Exponential inverse cumulative distribution function

`X = expinv(P,mu)`

[X,XLO,XUP] = expinv(P,mu,pcov,alpha)

`X = expinv(P,mu)`

computes
the inverse of the exponential `cdf`

with parameters
specified by mean parameter `mu`

for the corresponding
probabilities in `P`

. `P`

and `mu`

can
be vectors, matrices, or multidimensional arrays that all have the
same size. A scalar input is expanded to a constant array with the
same dimensions as the other input. The parameters in `mu`

must
be positive and the values in `P`

must lie on the
interval [0 1].

`[X,XLO,XUP] = expinv(P,mu,pcov,alpha)`

produces confidence bounds for
`X`

when the input mean parameter `mu`

is an estimate.
`pcov`

is the variance of the estimated `mu`

.
`alpha`

specifies 100(1 - `alpha`

)% confidence
bounds. The default value of `alpha`

is 0.05. `XLO`

and
`XUP`

are arrays of the same size as `X`

containing the lower
and upper confidence bounds. The bounds are based on a normal approximation for the distribution
of the log of the estimate of `mu`

. If you estimate `mu`

from a
set of data, you can get a more accurate set of bounds by applying `expfit`

to
the data to get a confidence interval for `mu`

, and then evaluating
`expinv`

at the lower and upper end points of that interval.

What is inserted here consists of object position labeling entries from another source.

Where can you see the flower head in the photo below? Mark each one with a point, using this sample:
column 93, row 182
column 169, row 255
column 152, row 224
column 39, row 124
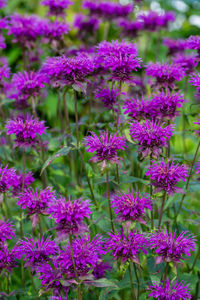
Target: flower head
column 29, row 83
column 170, row 248
column 36, row 202
column 170, row 290
column 26, row 130
column 105, row 146
column 129, row 207
column 108, row 96
column 120, row 57
column 69, row 215
column 167, row 103
column 126, row 248
column 87, row 253
column 6, row 231
column 56, row 7
column 151, row 137
column 165, row 74
column 37, row 252
column 165, row 175
column 7, row 178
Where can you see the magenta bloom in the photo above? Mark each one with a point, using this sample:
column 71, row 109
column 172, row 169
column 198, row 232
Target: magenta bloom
column 170, row 248
column 120, row 57
column 105, row 146
column 18, row 183
column 151, row 137
column 6, row 231
column 69, row 215
column 130, row 207
column 36, row 253
column 7, row 178
column 68, row 71
column 165, row 74
column 36, row 202
column 195, row 80
column 26, row 130
column 107, row 96
column 167, row 103
column 139, row 108
column 57, row 7
column 29, row 83
column 107, row 10
column 165, row 175
column 127, row 248
column 193, row 42
column 87, row 253
column 187, row 61
column 174, row 45
column 169, row 291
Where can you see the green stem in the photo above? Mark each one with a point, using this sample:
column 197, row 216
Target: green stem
column 109, row 203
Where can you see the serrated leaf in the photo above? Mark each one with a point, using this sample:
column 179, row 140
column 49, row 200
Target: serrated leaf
column 62, row 152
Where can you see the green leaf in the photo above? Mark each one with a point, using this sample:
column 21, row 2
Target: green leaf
column 62, row 152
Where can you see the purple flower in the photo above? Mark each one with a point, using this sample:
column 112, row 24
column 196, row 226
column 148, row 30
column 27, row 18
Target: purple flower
column 7, row 178
column 151, row 137
column 25, row 29
column 165, row 74
column 8, row 258
column 167, row 103
column 29, row 83
column 195, row 80
column 26, row 130
column 68, row 71
column 36, row 253
column 69, row 215
column 57, row 7
column 127, row 248
column 165, row 175
column 129, row 207
column 120, row 57
column 169, row 290
column 108, row 10
column 87, row 253
column 170, row 248
column 18, row 183
column 105, row 146
column 193, row 42
column 187, row 62
column 174, row 45
column 108, row 96
column 138, row 109
column 6, row 231
column 36, row 202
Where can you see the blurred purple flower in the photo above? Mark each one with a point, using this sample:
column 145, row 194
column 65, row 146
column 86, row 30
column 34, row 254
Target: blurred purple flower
column 187, row 61
column 69, row 215
column 7, row 178
column 87, row 253
column 165, row 175
column 130, row 207
column 6, row 231
column 108, row 96
column 105, row 146
column 126, row 248
column 37, row 253
column 56, row 7
column 151, row 137
column 165, row 74
column 26, row 129
column 169, row 290
column 166, row 103
column 170, row 248
column 120, row 57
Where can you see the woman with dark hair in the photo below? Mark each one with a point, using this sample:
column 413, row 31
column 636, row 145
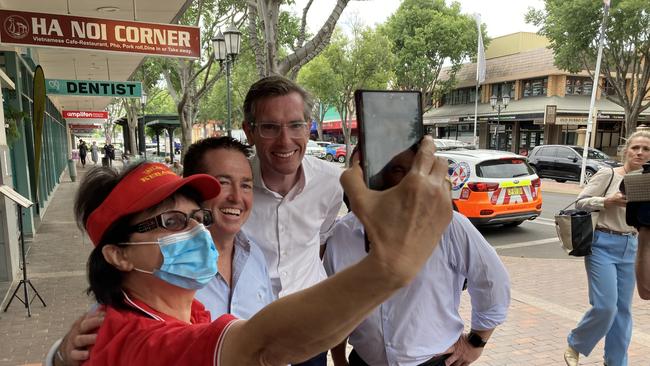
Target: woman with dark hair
column 152, row 252
column 243, row 286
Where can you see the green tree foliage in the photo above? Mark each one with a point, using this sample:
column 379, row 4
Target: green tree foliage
column 243, row 75
column 189, row 80
column 357, row 63
column 280, row 43
column 626, row 53
column 319, row 79
column 149, row 74
column 424, row 34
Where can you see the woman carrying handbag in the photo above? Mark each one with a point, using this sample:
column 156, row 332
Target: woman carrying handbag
column 610, row 267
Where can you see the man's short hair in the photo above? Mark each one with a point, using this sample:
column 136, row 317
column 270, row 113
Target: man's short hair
column 274, row 86
column 193, row 160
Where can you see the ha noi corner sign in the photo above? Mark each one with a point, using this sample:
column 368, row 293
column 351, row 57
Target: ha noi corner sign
column 55, row 30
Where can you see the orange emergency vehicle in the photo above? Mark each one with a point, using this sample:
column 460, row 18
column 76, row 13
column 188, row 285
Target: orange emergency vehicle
column 493, row 187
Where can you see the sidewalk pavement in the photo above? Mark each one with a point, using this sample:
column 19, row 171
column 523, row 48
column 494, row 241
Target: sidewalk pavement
column 550, row 185
column 548, row 299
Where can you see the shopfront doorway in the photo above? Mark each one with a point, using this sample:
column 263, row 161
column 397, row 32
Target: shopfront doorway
column 530, row 135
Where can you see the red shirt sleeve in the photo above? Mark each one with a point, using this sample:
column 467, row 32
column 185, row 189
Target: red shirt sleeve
column 132, row 338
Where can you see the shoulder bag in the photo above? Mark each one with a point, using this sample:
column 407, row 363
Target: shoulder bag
column 575, row 228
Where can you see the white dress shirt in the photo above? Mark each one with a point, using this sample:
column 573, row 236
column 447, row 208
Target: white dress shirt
column 251, row 286
column 290, row 229
column 421, row 320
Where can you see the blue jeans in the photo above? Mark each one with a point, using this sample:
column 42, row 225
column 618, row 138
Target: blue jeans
column 610, row 272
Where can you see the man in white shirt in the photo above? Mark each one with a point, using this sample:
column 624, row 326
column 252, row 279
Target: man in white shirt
column 297, row 197
column 420, row 324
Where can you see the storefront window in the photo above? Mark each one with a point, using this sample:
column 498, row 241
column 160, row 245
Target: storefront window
column 501, row 139
column 578, row 85
column 507, row 88
column 608, row 89
column 530, row 135
column 569, row 134
column 534, row 87
column 460, row 96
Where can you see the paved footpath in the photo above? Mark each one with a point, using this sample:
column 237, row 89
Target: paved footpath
column 548, row 298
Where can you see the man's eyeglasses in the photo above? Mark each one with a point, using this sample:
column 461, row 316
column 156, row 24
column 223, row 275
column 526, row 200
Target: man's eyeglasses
column 174, row 220
column 271, row 130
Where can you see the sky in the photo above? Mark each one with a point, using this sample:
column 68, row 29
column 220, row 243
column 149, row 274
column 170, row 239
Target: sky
column 501, row 16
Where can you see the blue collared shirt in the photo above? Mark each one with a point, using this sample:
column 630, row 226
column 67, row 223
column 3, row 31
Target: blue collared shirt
column 422, row 319
column 251, row 285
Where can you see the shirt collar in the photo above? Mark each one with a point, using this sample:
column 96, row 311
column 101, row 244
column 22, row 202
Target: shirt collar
column 303, row 179
column 198, row 314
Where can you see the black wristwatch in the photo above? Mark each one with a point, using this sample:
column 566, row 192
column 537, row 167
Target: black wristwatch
column 475, row 340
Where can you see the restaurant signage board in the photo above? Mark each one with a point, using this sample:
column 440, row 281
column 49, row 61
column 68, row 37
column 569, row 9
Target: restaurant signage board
column 65, row 31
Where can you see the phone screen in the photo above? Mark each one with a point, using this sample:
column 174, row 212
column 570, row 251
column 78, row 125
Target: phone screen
column 390, row 128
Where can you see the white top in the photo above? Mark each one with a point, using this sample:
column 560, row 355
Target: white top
column 592, row 198
column 422, row 319
column 290, row 229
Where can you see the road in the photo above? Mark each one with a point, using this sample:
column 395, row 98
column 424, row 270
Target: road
column 532, row 239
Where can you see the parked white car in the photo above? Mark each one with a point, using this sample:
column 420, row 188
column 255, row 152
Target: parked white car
column 314, row 149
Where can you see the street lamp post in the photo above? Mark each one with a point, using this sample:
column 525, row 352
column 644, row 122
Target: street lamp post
column 143, row 103
column 498, row 105
column 226, row 48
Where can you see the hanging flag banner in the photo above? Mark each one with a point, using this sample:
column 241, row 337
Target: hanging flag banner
column 94, row 88
column 86, row 114
column 57, row 30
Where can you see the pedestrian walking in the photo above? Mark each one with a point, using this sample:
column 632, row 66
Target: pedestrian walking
column 109, row 153
column 94, row 152
column 83, row 151
column 610, row 267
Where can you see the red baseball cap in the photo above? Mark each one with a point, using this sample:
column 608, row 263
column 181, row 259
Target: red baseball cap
column 144, row 187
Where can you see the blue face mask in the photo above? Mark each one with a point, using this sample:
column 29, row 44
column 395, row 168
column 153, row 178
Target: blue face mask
column 189, row 258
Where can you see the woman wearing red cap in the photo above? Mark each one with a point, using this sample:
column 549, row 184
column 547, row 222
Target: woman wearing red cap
column 152, row 251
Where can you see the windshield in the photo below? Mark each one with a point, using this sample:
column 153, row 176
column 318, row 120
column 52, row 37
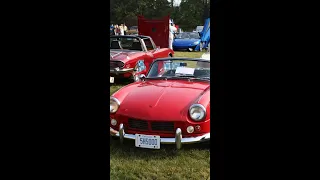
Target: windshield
column 188, row 36
column 180, row 69
column 125, row 43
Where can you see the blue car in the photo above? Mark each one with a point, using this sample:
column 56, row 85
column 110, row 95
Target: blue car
column 186, row 40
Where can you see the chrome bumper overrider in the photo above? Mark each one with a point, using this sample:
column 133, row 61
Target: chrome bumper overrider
column 178, row 140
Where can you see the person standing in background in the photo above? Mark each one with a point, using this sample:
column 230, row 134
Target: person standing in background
column 172, row 30
column 121, row 30
column 125, row 29
column 116, row 28
column 111, row 29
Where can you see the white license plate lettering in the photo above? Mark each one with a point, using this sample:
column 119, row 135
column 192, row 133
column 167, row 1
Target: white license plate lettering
column 147, row 141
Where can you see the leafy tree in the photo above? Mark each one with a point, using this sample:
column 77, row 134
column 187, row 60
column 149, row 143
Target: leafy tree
column 188, row 15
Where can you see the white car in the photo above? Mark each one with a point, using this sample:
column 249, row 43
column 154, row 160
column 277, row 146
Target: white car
column 207, row 54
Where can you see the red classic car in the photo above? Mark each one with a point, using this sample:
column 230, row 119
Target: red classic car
column 171, row 105
column 131, row 56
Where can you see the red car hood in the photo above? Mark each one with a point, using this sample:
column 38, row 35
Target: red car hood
column 161, row 100
column 124, row 56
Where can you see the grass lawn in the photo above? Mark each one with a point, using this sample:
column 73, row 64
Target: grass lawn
column 129, row 162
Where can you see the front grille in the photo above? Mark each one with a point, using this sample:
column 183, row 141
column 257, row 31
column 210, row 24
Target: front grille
column 158, row 126
column 138, row 124
column 115, row 64
column 162, row 126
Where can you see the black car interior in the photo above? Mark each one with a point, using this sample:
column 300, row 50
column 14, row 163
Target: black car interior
column 115, row 45
column 136, row 46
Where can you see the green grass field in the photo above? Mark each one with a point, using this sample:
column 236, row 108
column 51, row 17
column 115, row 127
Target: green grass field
column 129, row 162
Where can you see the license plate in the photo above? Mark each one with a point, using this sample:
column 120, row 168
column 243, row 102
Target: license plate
column 147, row 141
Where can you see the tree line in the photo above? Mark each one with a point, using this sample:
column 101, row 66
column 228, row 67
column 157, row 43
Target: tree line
column 188, row 15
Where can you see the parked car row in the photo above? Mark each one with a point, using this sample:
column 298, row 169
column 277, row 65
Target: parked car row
column 169, row 100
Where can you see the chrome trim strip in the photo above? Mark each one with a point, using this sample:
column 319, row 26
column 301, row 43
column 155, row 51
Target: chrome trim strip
column 188, row 140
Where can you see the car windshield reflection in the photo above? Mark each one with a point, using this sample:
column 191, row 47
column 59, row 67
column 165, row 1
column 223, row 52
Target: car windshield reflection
column 179, row 68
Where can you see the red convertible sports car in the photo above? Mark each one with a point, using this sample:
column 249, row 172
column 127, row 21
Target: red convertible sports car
column 131, row 56
column 171, row 105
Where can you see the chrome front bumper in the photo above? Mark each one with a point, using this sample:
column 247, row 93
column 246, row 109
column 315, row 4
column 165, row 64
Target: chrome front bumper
column 178, row 140
column 121, row 71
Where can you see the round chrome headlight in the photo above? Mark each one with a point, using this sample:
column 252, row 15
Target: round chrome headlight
column 114, row 105
column 197, row 112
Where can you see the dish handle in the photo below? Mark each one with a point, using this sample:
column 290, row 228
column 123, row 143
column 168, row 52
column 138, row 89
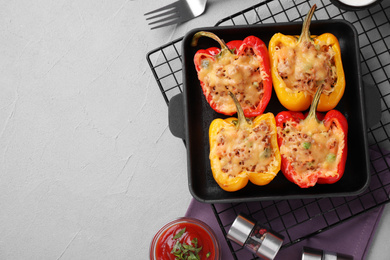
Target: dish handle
column 176, row 116
column 372, row 99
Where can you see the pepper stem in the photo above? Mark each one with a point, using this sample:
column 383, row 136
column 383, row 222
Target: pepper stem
column 314, row 103
column 211, row 35
column 305, row 33
column 240, row 113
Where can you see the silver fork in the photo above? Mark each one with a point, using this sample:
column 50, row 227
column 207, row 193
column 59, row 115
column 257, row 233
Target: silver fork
column 177, row 12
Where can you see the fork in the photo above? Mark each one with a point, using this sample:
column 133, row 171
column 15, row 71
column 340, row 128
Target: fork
column 177, row 12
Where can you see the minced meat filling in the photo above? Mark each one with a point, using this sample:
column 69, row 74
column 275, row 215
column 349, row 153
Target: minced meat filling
column 307, row 66
column 240, row 150
column 239, row 74
column 312, row 149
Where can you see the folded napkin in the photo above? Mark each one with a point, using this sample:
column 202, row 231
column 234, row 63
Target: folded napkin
column 352, row 237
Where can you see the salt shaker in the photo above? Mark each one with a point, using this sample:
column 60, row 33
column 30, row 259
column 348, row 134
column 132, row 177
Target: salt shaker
column 257, row 238
column 309, row 253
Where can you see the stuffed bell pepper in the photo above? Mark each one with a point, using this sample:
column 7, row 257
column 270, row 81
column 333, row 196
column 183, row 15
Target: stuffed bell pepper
column 313, row 148
column 243, row 149
column 299, row 65
column 241, row 67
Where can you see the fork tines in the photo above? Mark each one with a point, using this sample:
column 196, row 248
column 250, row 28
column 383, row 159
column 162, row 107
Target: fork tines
column 168, row 14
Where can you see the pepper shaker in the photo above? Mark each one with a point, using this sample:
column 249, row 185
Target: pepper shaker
column 309, row 253
column 257, row 238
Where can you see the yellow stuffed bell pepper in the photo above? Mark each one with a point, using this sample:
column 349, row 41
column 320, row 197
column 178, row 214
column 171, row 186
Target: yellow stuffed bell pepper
column 243, row 150
column 299, row 65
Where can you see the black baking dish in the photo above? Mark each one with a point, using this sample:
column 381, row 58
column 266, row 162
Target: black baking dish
column 190, row 116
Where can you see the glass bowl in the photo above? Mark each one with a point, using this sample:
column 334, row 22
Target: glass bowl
column 194, row 229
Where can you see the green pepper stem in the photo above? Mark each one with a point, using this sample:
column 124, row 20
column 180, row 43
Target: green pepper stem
column 314, row 104
column 305, row 33
column 240, row 113
column 211, row 35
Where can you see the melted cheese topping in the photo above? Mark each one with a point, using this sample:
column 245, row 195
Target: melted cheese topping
column 306, row 66
column 239, row 74
column 311, row 148
column 245, row 150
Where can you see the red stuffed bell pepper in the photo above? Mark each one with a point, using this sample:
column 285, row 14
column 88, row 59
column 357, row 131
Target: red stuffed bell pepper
column 241, row 67
column 313, row 148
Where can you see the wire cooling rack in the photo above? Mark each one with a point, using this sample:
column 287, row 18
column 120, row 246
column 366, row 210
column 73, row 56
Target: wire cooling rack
column 298, row 219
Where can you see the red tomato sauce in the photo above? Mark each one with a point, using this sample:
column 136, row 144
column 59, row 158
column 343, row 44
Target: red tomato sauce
column 166, row 242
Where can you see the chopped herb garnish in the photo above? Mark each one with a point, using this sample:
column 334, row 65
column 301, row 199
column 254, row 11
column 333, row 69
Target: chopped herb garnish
column 180, row 233
column 306, row 145
column 185, row 251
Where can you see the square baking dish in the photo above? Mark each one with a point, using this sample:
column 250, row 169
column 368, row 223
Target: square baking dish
column 190, row 116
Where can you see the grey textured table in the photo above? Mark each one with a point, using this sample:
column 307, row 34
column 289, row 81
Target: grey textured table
column 89, row 168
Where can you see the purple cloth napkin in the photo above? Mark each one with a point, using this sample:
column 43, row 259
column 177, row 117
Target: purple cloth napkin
column 352, row 237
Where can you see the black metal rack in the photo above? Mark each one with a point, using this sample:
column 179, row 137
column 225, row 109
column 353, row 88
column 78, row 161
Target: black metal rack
column 288, row 217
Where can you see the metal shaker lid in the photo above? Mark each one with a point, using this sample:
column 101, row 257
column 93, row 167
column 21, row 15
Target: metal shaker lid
column 240, row 230
column 270, row 246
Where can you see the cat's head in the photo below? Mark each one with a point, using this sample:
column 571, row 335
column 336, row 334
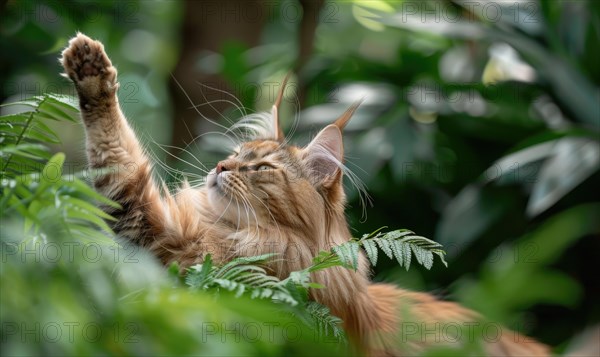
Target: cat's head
column 267, row 182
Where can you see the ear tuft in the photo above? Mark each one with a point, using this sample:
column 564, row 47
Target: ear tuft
column 325, row 154
column 279, row 136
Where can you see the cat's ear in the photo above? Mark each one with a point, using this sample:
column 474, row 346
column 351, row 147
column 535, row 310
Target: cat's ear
column 278, row 133
column 324, row 156
column 345, row 117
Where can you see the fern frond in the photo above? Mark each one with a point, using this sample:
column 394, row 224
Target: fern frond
column 21, row 133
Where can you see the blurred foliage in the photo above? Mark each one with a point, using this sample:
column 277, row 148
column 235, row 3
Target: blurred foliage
column 480, row 127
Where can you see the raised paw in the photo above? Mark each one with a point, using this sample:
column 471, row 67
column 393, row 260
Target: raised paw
column 88, row 66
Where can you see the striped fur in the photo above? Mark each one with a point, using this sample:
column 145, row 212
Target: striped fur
column 266, row 197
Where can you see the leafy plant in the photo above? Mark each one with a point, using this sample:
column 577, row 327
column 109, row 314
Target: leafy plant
column 57, row 209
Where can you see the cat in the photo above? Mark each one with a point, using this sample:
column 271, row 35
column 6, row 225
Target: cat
column 267, row 196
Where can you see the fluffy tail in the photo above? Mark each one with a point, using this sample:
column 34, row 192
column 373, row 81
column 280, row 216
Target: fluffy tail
column 411, row 322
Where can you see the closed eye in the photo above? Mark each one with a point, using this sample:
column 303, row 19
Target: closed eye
column 263, row 167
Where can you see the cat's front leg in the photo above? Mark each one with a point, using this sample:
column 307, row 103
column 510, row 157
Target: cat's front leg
column 124, row 173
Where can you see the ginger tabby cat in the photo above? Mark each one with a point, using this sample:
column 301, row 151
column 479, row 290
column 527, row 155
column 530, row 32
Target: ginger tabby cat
column 267, row 195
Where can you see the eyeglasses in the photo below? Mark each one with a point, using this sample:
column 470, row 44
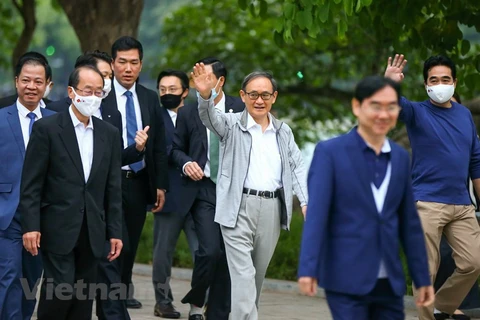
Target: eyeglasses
column 89, row 92
column 254, row 95
column 392, row 109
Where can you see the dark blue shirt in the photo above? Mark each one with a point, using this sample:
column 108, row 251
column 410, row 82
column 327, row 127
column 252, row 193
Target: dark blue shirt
column 376, row 164
column 445, row 150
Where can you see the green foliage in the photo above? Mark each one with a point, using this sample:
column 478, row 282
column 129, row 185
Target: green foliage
column 332, row 52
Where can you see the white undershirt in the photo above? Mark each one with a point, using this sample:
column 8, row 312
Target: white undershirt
column 265, row 167
column 122, row 107
column 85, row 142
column 379, row 195
column 25, row 120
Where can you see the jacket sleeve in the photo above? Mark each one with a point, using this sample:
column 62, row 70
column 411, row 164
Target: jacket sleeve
column 411, row 234
column 159, row 147
column 181, row 140
column 314, row 237
column 34, row 174
column 113, row 193
column 298, row 169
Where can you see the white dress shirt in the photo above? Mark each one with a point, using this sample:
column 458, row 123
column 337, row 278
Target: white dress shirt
column 25, row 120
column 265, row 168
column 173, row 116
column 122, row 107
column 85, row 142
column 379, row 195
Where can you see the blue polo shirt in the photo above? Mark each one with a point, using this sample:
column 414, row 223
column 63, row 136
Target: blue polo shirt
column 445, row 151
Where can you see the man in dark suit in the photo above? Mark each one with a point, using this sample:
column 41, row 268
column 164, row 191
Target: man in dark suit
column 9, row 100
column 360, row 210
column 194, row 151
column 70, row 198
column 173, row 88
column 15, row 124
column 144, row 182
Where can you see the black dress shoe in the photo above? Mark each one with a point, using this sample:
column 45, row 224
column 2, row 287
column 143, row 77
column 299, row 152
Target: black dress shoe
column 166, row 311
column 441, row 316
column 133, row 304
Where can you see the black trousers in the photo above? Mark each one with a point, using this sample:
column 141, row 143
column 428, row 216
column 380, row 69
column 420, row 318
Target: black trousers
column 134, row 197
column 210, row 269
column 65, row 293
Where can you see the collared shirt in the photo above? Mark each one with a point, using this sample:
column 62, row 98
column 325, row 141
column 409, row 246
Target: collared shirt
column 265, row 167
column 25, row 120
column 85, row 142
column 173, row 116
column 122, row 107
column 379, row 171
column 221, row 107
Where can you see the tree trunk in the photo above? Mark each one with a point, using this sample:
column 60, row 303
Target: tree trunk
column 27, row 11
column 99, row 23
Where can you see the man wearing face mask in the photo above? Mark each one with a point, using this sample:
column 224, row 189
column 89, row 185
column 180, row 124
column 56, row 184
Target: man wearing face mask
column 70, row 198
column 445, row 152
column 173, row 88
column 9, row 100
column 196, row 153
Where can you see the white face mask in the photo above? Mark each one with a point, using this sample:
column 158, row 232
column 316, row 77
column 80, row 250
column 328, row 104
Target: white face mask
column 47, row 90
column 440, row 93
column 87, row 106
column 108, row 85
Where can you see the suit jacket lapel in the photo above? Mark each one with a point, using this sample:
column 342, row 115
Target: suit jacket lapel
column 98, row 147
column 70, row 142
column 360, row 168
column 143, row 101
column 14, row 121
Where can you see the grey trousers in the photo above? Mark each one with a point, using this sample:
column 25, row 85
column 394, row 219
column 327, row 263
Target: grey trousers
column 249, row 247
column 166, row 230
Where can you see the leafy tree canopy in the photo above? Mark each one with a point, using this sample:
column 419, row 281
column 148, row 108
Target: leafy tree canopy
column 318, row 69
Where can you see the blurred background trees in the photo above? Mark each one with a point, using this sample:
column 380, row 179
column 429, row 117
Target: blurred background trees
column 316, row 49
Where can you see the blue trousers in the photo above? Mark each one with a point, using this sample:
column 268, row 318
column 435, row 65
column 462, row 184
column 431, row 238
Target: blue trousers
column 380, row 304
column 19, row 271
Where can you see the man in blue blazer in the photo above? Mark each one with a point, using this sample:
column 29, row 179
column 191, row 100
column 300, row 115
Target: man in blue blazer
column 15, row 125
column 360, row 211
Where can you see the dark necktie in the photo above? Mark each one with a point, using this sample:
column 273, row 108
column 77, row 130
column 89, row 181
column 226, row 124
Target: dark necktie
column 132, row 127
column 214, row 152
column 32, row 117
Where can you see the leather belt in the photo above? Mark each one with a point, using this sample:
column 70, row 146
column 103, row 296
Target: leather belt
column 263, row 194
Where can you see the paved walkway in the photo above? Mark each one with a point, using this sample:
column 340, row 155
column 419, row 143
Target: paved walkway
column 285, row 305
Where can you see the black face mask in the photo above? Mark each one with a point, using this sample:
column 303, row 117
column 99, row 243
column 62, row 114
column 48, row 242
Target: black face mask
column 171, row 101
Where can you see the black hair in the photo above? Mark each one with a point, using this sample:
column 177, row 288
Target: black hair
column 126, row 43
column 218, row 67
column 259, row 74
column 175, row 73
column 438, row 61
column 74, row 78
column 368, row 86
column 33, row 60
column 92, row 58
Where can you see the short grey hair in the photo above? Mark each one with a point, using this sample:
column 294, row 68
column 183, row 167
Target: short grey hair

The inverse of the exponential cdf is

$$x={F}^{-1}(p|\mu )=-\mu \mathrm{ln}(1-p)$$

The result, *x*, is the value such that an
observation from an exponential distribution with parameter µ
will fall in the range [0 *x*] with
probability *p*.

Let the lifetime of light bulbs be exponentially distributed with µ = 700 hours. What is the median lifetime of a bulb?

expinv(0.50,700) ans = 485.2030

Suppose you buy a box of “700 hour” light bulbs. If 700 hours is the mean life of the bulbs, half of them will burn out in less than 500 hours.